A Belgian journalist, however, was busy doing what journalists do; looking carefully into details. And he discovered that Fr. Dejaeger had lost his Belgian citizenship in 1977 when he had become a naturalized Canadian. When he returned to Belgium his citizenship status had already been annulled automatically since Belgium citizens cannot hold dual citizenship.

Living without a visa in Belgium, a criminal offence; the discovery had the result of ejecting him from the country. Actually returning him to Canada, where he does have citizenship and where the law demands that he stand trial for his numerous dreadful offences against Inuit children whom his religious office was meant to protect and guide.

Justice Canada's regional director for the Northwest Territories which back then included Nunavut, explained how unprepared his office was to deal with such occurrences. "You wouldn't believe how it was at the time," he said in a recent interview. "We were dealing with hundreds of serious cases. It was very difficult."
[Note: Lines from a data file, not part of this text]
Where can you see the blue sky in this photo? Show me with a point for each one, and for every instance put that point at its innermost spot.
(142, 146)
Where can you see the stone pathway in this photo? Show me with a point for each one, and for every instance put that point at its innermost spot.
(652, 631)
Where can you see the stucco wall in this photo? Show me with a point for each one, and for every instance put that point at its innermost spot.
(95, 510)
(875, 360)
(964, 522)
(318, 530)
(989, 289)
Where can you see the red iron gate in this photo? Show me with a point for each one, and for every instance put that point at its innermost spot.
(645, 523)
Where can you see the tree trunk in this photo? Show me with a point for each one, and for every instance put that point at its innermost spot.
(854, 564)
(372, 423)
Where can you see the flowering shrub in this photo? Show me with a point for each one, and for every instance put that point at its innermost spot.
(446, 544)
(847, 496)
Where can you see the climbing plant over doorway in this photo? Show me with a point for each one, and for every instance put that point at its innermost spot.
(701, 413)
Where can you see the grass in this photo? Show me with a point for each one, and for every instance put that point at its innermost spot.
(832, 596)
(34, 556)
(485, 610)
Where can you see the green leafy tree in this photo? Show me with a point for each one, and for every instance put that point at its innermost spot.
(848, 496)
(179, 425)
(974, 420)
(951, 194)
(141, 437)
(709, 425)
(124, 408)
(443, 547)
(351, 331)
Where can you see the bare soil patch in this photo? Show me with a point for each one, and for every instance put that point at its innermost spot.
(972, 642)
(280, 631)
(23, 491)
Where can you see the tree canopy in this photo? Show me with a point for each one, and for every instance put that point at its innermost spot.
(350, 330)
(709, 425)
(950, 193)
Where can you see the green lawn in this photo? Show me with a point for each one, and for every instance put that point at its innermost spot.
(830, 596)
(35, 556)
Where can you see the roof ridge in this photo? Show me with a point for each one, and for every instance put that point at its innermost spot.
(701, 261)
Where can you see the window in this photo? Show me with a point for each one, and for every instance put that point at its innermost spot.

There were two other major similar trials occurring in Baker Lake alone at the time, one involving an Anglican priest and another one which centered on the abuse of a mentally disabled girl by 17 men. 

"We were understaffed," said Pierre Rousseau. "When I remember those days, for every Crown, it was quite an ordeal."

On the other hand, what of the responsibility of the Oblates? Fr. Vervust, who now claims in interviews that Canada was relieved to be rid of his colleague against whom such horrible numerous charges of sexual abuse were laid, speaks nothing of his personal responsibility nor that of the Oblates themselves.